A limitation of our study is that its cross-sectional nature is not able to establish causal relationships between the findings. We need prospective data to confirm these results and to examine whether lower omentin-1 levels may also suffice as an effective biomarker for PAD in patients with type-2 diabetes. A further limitation is that we did not use a healthy control population to determine normal levels of omentin-1. In fact, there is no unequivocal evidence regarding the normal levels of omentin-1 [33,34,35]. Another limitation of the study is that we have not considered the distribution of adipose tissue in patients, and it is conceivable that a different distribution of fat, other than the one measured by the simple body mass index, could influence the levels of omentin-1. A further confounding factor is that we have not considered therapy among the significant variables, and it is possible that statins and hypoglycemic agents can play a role in the homeostasis of this adipokine. An additional limitation of our study is that we have not made a distinction between the type of antidiabetic therapy and the levels of omentin-1. Furthermore, it was not possible to study a relationship between aerobic exercise and the levels of this adipokine. Indeed, Menzel and coworkers suggest how different metabolic conditions can influence omentin levels, and this might also have happened in our model [17]. Finally, genetic analysis could help to better define the relationship between omentin-1 and PAD in diabetic patients.
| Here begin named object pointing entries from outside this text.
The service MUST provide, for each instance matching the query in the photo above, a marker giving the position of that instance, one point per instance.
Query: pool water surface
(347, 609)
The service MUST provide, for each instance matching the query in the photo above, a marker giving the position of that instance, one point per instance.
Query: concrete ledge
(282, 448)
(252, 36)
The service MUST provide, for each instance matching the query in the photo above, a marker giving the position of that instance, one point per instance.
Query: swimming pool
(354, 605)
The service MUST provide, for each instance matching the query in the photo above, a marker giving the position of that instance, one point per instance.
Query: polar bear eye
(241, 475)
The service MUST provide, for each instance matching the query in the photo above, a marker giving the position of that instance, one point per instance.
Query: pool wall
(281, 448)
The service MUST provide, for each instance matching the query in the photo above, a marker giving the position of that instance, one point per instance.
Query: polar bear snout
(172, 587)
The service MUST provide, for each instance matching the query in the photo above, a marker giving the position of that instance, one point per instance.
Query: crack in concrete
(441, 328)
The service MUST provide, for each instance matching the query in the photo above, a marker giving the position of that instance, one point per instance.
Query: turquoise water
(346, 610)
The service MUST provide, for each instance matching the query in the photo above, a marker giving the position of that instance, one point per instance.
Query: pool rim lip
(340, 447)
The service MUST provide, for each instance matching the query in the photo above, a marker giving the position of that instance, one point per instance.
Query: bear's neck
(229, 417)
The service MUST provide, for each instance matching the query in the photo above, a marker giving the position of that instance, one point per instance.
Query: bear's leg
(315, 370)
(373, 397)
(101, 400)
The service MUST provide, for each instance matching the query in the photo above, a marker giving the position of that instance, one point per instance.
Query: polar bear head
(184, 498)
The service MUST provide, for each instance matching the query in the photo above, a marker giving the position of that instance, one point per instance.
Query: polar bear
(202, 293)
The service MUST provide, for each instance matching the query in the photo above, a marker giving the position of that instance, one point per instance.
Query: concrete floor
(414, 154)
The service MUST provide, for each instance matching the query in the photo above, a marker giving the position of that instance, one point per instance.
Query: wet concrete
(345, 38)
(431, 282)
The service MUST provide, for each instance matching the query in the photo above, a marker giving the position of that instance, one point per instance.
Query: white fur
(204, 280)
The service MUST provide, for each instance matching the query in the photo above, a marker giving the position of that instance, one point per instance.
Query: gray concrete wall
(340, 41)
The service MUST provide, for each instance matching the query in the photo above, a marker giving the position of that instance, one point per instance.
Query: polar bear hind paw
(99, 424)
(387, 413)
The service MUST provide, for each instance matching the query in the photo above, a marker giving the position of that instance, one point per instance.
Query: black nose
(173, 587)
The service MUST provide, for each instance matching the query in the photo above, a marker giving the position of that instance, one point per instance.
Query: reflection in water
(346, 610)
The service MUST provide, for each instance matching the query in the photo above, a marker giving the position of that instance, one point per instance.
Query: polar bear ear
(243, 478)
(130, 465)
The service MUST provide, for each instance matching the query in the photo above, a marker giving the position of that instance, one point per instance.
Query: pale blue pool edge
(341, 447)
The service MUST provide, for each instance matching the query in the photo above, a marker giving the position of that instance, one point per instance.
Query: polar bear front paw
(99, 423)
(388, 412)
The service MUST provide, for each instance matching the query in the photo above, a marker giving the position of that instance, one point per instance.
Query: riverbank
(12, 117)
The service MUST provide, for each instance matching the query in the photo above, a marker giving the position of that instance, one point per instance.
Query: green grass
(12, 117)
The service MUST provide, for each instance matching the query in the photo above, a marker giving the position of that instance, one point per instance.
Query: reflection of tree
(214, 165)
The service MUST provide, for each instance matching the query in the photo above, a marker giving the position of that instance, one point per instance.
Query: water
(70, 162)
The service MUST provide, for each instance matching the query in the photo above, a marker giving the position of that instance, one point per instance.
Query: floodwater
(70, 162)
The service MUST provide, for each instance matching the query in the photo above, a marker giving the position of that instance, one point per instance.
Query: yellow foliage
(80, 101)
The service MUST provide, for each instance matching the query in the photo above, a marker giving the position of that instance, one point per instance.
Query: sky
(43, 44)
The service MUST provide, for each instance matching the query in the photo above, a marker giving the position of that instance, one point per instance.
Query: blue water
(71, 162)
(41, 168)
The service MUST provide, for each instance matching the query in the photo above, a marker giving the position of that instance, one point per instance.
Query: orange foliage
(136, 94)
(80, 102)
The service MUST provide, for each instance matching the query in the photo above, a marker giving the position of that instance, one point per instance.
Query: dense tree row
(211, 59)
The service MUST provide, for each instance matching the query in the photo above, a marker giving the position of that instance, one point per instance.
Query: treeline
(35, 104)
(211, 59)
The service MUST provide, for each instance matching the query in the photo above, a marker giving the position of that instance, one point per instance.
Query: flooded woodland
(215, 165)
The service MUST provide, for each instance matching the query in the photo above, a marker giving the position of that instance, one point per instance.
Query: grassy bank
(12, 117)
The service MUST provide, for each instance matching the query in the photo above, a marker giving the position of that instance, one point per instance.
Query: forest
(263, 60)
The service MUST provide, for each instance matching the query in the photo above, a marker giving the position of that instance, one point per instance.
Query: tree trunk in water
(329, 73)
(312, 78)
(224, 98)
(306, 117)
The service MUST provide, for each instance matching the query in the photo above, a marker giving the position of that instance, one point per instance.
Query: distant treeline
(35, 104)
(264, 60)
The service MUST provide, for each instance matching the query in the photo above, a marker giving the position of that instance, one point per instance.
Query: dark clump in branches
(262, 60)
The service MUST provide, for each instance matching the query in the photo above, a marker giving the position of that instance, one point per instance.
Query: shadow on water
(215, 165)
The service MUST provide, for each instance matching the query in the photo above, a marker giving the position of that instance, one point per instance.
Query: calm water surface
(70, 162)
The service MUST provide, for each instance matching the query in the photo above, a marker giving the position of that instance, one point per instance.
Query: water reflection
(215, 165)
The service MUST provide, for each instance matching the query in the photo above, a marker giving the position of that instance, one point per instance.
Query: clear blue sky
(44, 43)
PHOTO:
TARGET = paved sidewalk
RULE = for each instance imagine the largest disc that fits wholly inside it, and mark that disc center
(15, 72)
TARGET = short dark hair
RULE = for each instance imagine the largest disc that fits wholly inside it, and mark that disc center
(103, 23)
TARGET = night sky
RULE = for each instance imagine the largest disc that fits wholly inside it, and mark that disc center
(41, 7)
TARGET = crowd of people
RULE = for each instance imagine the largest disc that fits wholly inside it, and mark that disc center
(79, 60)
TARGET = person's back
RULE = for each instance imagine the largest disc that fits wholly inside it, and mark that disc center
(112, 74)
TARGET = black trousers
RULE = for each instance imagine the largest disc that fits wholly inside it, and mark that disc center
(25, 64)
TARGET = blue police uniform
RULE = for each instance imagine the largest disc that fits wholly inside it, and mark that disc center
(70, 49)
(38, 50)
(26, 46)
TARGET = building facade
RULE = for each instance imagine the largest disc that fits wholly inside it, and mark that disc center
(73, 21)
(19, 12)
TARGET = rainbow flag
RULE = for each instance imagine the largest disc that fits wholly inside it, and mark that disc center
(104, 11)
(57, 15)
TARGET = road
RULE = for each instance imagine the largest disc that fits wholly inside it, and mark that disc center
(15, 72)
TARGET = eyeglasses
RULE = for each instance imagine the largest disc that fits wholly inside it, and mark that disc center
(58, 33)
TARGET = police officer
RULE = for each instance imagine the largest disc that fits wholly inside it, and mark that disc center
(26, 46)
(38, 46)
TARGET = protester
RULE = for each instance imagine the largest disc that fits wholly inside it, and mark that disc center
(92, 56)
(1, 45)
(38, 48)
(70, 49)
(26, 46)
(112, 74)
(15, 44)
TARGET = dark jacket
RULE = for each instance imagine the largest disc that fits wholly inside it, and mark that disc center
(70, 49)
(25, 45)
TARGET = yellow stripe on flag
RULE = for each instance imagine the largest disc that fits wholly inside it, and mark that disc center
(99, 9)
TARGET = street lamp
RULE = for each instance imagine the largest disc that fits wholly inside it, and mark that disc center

In fact, Jamshidi and colleagues evaluated the correlation between the polymorphism of the omentin Val109Asp gene—a missense variant of exon 4—and the risk of coronary artery disease [36]. Such a study of polymorphisms in our population could potentially provide interesting data.

Conclusion

In conclusion, we have shown that a relationship exists between omentin-1 levels and the presence of PAD in a diabetic population, that omentin-1 levels are reduced in T2DM affected by PAD, and that omentin-1 levels correlate with disease severity. Although further confirmations are necessary, these findings could foster earlier diagnosis and better management of this widespread disease.